When I sold my design agency to Monotype in 2014, one of the first projects I initiated was a piece on understanding the processes by which designers make decisions on which typeface to buy and why. I mean, for a type foundry, that’s pretty much central to driving higher sales, right?

As is often the case at large organisations, the project was shelved as we pivoted to higher priorities. But some of those unanswered questions stayed with me. How do designers make decisions on type? What are the lines of enquiry? What factors are at play? Where do they start?

Well, today, I’m pleased to announce that I’m embarking on a long term project – supported by Google Fonts – to really start to dig into these questions with renewed enthusiasm.

Type Specimens is part publication – a newsletter, journal, and more to come – a feed of type specimens that grab my attention, and most importantly, a design and research project. You can sign up to the newsletter today, and subscribe to the RSS of the specimens.

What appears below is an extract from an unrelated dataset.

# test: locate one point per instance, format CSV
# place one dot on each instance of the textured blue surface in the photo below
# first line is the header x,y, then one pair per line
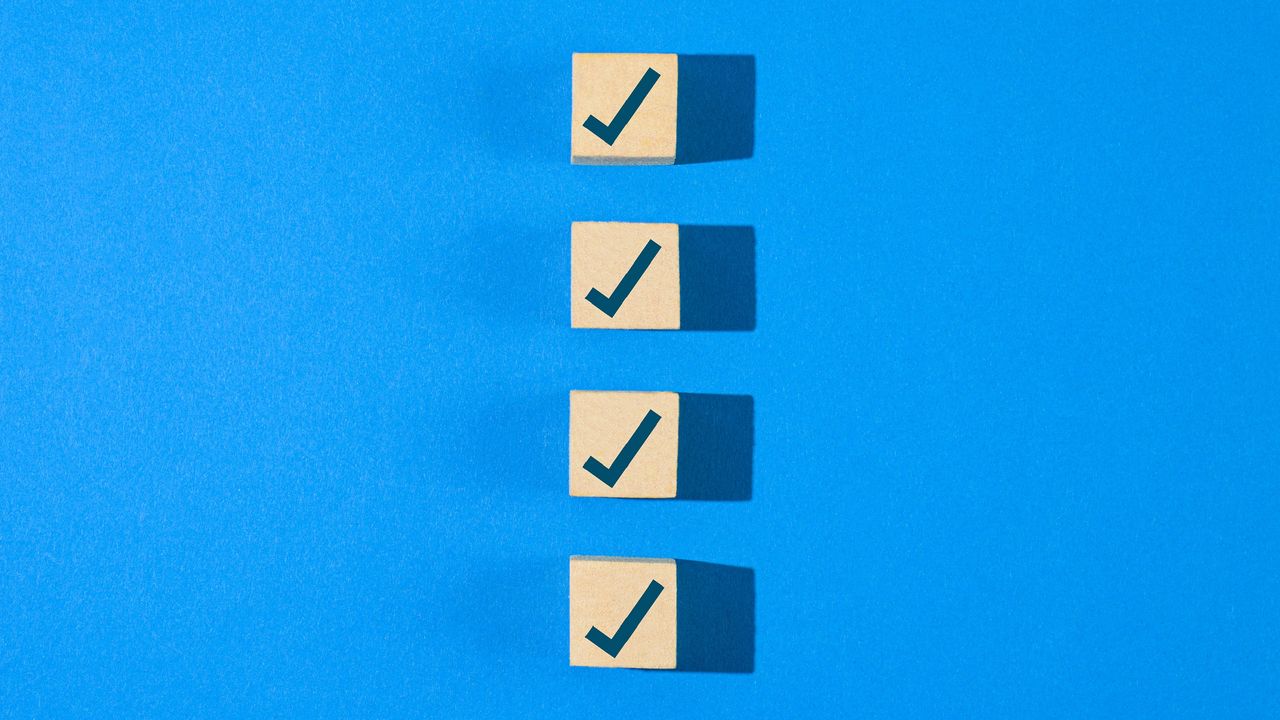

Over the coming months, I will be doing a lot of research to understand the processes of how designers use type specimens. I’ll be speaking with typeface designers to see how they use their own tools, like type specimens, to help them in creating their typefaces. Hopefully, some patterns will emerge. It’s then that I will take these and produce some exemplar design patterns and guidance on how the industry at large can produce more useful specimens (whilst, of course, inspiring designers to choose them!). I’m sure this is an undiscovered seam of information that all but the largest foundries don’t have access to. The type industry is comprised of many small independent foundries and individual designers who would benefit from a pattern library to help them quickly build the skeleton of a specimen that performs well.

So, today is the first day of the project. For me, typography has been a constant in my career. It ebbs and flows in its priority, but when it comes strongly to the front of my mind – as it has with this project – I get the same excitement I first felt in university over twenty years ago.